After my haircut, I went to the Willow Grove mall to see what it looked like. I had recently read an article in the WSJ about property values plummeting and how $100 million dollar properties were being auctioned off for $9 million. This isn’t news as e-commerce has broken physical retail locations down to a mere shadow of their former selves. Here’s my two cents.
I wrote this post in 2014 about the same topic predicting Teavana would close in 1 year, it took 4.
What’s In a Store
I was curious the cost of space in a mall and it’s $18-30 per square foot. Our business is looking for space and it’s closer to $10-15, so mall space is a premium because of the retail nature. Simply, you are paying more to be there, so you better be selling. How can a physical location sell more than an e-commerce store set up to sell nationally? Cleary it can’t.
The Selfie Museum
Beautiful display. Clean. Thoughtful. How could this possibly not make money? Business model is artificially creating a space and charging to take a selfie? If rent is $5,000 a month, we need to sell 100 selfies a month at $50 per pop to break even. That sounds expensive. A selfie may cost $20, so I need to sell 250 selfies a month. That’s 8 a day, or 1 an hour, for 30 days. This doesn’t even count paying employees so we need double that to make a living wage. If you made it my life mission to sell 2 selfies an hour for $20 each, I think I could do it, but I would be in desperation sell mode coming up with ideas like taking a staged picture with a hot blond to send to a jealous ex.
Against All Odds
I like the storefront and layout. I sort of like the name (if it’s a play on whether they will survive or not). They sell (hard to find?) hats and clothing. Problem targeted, average sale is too low to keep up with rent. These goods aren’t unique enough to charge $100 for a Phillies hat. I can’t pay rent on $19 tee-shirts. Failure incoming from the physical side unless there is an e-commerce portion of the business. I reviewed their website and it’s down. Short it.
I’m a sucker for sports memorabilia even though I own zero. This is at least a business that can work on the physical side, while also being able to generate revenue through the web (see the front sign). I personally don’t get the autographing world, but I can see margins in it if you procure desirable items at one price and can set any price that someone is willing to pay. That’s nice about this model. I’d be drawing people to the higher priced items in the storefront with the most unique items.
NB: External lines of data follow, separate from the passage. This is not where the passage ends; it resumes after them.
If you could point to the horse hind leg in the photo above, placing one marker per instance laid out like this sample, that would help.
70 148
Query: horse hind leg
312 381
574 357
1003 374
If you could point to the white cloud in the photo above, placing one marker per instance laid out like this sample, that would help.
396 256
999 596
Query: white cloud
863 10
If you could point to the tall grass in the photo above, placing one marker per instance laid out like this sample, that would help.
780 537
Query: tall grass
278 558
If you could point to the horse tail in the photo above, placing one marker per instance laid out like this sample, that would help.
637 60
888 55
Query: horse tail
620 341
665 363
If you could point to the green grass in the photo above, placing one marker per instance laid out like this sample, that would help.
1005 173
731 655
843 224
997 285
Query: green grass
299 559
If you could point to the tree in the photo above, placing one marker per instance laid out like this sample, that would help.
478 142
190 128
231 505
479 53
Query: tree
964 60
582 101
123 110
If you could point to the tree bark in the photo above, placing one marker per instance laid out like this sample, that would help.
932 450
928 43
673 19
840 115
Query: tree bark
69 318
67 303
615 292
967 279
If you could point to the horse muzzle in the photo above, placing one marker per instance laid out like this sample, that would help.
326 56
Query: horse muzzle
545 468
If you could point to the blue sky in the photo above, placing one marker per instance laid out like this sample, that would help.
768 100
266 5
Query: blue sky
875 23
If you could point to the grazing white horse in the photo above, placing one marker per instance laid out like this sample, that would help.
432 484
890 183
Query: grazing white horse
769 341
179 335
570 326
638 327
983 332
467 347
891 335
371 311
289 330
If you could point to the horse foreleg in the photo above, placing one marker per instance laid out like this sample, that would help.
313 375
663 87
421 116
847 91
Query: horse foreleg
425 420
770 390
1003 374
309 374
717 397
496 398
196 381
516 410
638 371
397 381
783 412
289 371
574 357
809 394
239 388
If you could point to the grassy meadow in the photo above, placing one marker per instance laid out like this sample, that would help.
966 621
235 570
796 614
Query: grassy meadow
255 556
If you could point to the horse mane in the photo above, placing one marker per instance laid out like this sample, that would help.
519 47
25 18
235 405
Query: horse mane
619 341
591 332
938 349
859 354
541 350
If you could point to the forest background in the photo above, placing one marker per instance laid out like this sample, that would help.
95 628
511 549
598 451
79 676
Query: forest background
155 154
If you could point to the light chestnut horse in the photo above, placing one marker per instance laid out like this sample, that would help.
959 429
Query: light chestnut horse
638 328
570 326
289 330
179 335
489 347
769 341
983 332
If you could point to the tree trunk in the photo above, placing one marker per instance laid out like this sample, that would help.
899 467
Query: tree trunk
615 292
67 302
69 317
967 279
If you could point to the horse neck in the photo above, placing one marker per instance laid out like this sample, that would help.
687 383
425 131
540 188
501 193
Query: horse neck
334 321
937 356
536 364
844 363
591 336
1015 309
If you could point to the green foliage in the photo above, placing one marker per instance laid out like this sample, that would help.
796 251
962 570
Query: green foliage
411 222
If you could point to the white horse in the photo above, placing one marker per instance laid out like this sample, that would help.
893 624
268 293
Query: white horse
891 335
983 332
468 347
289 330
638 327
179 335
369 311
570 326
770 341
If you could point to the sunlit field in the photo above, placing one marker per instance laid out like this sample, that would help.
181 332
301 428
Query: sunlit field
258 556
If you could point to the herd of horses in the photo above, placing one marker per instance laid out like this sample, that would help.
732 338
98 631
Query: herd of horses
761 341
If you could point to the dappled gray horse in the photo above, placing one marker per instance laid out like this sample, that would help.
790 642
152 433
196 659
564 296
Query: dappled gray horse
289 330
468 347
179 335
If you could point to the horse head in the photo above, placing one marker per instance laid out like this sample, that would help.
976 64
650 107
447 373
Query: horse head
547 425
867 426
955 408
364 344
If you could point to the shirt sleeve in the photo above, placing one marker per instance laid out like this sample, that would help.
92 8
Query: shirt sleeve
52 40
People want experience. I went inside this monstrosity and they had a bowling alley, mini golf, shitty arcade games, and some dining area. Plus it was two floors. If I was a kid, maybe I’d think this is bad ass. As an adult, this would be a place if I wanted to have one last drink before killing myself because I’ve sunk so low.
What Kind of Signs are These?
If I saw that sign on the left, I’d run as far away from that store as possible. No store owner should ever let that be displayed. That’s the epitome of an unprofessional approach to business and I’d never buy a single item from that store.
The sign on the right saying to buy black is ostracizing customers. The person creating the sign, I’d imagine a black business owner, thinks that this sign will drum up business. Perhaps, but most people buy goods because they want the goods, they don’t care who sells it to them. This strategy is adding an element that is asking too much of an average mall shopper. I’d sell more on the merit of the product.
So what did I think after my visit? I had a scenario in Bloomingdales where I was walking around and there were 20 employees and 1 shopper, me. It was really, really, uncomfortable for me as all I wanted to do was look at some clothes without feeling like a had 40 eyeballs on me. I left without purchasing. Perhaps my weekday visit was uncommon of mall traffic but it was dead as a doornail smalls. The days of shopping at a physical location are coming to a close. I’d be demoing these old malls and hoping places like KoP will survive. Concluding my stay, I had a beer at the Yard House and watched golf so I was still happy.